I really need to know for sure that:

  1. Ignition is working
  2. Tags are working as expected
  3. Alarms will go out (via Voice and Email)

I can’t be the first person to run into this. What have other people done?

I have a heartbeat in Ignition that is monitored by one of the PLCs, the PLC also monitors an “anyActiveAlarm” bit. If the heartbeat goes down or the “anyActiveAlarm” is on for 30 minutes the PLC activates a local alarm and uses an Alarm Dialer to call out an alarm.

I like the idea of a heartbeat for my projects. You could even set up a timer script to simply write the current time into the database every 5 seconds.

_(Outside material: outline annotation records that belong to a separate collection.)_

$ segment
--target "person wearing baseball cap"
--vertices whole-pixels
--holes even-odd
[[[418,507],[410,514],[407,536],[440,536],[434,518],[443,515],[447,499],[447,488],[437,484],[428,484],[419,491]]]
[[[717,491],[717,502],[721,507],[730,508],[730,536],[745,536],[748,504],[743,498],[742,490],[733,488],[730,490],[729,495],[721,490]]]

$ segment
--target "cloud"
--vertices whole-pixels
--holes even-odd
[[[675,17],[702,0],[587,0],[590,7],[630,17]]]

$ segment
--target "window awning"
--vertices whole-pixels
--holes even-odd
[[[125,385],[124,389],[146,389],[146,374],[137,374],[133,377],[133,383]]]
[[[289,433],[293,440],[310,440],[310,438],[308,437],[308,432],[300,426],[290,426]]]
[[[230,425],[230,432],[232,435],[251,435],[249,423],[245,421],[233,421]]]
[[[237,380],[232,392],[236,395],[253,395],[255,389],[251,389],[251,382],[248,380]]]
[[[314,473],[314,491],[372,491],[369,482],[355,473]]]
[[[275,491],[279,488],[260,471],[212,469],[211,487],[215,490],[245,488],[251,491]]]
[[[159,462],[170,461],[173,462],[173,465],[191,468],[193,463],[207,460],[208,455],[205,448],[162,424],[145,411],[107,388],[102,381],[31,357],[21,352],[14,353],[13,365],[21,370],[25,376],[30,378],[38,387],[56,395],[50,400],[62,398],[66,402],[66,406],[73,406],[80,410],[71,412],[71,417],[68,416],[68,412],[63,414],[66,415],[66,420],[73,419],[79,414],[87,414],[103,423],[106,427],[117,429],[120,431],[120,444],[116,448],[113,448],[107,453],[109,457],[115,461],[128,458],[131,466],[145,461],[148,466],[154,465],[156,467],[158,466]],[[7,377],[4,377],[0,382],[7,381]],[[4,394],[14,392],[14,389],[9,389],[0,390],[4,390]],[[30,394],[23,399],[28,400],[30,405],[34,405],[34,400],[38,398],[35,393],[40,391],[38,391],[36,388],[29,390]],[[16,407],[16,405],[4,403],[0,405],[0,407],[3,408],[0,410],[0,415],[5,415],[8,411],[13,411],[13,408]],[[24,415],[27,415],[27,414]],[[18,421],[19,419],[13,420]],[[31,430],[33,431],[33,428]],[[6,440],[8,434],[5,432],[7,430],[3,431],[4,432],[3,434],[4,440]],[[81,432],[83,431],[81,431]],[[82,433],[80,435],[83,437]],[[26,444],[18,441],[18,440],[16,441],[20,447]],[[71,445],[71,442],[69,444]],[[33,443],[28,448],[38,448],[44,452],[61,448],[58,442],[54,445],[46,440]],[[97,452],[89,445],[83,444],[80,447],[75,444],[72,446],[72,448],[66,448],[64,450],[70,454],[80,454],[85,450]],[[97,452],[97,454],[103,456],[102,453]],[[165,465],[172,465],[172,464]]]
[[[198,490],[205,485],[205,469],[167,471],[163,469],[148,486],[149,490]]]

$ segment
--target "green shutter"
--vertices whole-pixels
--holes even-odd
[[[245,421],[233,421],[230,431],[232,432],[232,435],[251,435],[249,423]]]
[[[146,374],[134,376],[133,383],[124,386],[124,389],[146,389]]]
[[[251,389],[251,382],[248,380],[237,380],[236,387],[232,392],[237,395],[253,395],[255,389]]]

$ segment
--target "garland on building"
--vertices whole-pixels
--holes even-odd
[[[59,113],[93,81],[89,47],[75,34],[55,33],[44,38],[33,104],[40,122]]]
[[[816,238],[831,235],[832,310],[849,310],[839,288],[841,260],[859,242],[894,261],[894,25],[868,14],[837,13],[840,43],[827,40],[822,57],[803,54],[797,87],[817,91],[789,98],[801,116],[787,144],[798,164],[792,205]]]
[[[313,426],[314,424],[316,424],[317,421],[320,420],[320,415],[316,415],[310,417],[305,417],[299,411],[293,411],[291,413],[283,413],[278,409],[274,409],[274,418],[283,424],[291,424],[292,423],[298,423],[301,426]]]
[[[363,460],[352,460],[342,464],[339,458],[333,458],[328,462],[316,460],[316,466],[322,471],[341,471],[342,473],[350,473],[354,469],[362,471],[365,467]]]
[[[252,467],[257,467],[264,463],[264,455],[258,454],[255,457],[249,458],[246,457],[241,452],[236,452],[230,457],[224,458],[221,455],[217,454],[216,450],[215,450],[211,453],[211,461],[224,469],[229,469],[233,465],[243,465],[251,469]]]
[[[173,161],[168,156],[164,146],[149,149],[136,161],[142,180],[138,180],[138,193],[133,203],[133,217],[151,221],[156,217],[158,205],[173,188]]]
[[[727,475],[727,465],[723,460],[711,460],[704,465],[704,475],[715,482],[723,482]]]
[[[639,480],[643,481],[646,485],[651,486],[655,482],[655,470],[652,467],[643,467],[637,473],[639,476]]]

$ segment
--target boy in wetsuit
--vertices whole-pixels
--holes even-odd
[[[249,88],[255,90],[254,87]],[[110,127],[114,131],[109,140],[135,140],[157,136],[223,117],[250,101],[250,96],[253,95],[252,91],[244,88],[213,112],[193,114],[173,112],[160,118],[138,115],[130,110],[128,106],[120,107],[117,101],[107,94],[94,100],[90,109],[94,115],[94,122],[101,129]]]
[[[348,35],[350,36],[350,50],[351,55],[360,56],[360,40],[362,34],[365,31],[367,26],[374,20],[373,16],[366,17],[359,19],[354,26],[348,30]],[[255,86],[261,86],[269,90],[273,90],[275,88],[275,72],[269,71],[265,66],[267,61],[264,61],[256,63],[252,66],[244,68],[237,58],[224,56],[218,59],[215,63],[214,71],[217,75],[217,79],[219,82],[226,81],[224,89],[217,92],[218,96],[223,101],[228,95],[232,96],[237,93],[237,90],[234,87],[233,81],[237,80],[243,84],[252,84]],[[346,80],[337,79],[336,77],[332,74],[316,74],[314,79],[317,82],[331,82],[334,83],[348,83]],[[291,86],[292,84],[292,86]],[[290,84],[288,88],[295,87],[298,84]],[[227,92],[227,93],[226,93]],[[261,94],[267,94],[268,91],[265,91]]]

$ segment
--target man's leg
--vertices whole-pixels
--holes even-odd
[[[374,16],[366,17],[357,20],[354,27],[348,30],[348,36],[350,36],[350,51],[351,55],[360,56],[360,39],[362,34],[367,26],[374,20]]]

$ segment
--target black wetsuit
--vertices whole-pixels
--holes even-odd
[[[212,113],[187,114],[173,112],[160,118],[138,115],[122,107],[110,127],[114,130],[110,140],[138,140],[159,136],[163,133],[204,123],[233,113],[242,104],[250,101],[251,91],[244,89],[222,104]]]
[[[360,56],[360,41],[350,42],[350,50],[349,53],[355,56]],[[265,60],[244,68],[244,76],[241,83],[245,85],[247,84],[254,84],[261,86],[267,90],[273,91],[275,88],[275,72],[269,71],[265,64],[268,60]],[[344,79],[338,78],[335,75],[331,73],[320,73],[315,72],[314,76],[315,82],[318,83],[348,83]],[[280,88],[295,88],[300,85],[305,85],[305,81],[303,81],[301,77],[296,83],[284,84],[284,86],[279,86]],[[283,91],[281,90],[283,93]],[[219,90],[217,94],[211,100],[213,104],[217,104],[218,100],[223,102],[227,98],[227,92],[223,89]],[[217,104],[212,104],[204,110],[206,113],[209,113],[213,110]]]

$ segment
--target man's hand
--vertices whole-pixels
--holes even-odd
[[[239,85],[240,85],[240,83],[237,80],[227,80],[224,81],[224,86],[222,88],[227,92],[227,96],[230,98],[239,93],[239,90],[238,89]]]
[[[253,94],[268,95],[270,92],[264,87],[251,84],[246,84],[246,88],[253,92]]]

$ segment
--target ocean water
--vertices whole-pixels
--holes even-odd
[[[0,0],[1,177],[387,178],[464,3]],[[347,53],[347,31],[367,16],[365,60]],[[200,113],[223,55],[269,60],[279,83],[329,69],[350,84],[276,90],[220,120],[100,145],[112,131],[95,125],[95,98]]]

Then use whatever (non-Ignition) alarming you want to check how long it’s been since that timestamp and send out an alarm.

I have win911 running with ignition. it has heartbeat watchdog functionality built in. essentially, it looks at the tag you tell it, and if that doesnt change in the set amount of time that you set the watchdog for it will call you up.

The cool thing is that my opc server has a seconds tag, so I have ignition write that tag to the database and using the kepware db to opc interface I have win911 monitor it.

so essentially I am monitoring the complete health of my system by looking at that one tag. the opc server has to be running for that tag to change. the opc connectivity between ignition and the opc server has to be up. the database has to be up for ignition to write the tag value for win911 to see it thru the db to opc interface. so every aspect of the system has to work correctly.

we have also instituted some other neat things like sending out an alarm email every hour and having a python script go out and check to verify that that alarm email is being sent out every hour. that way if alarming ceases we can get notified on that.

some other things we have done is write scripts that check comm status on our devices. we have some pretty large systems, so we might have 50 or so serial devices behind 1 ip address. we go out and check and verify that we dont have large amounts of devices in comm failure. emails get sent out if there are any problems.

Our opc server hands us a last good poll time. another thing that I do is check to see if that last poll time goes past say 3 hours from now. If it does then I generate an email telling which device is down, how long its been down, and when the event occured.

so there are alot of things you can do to monitor system health, especially if your opc server gives you good comm statistics.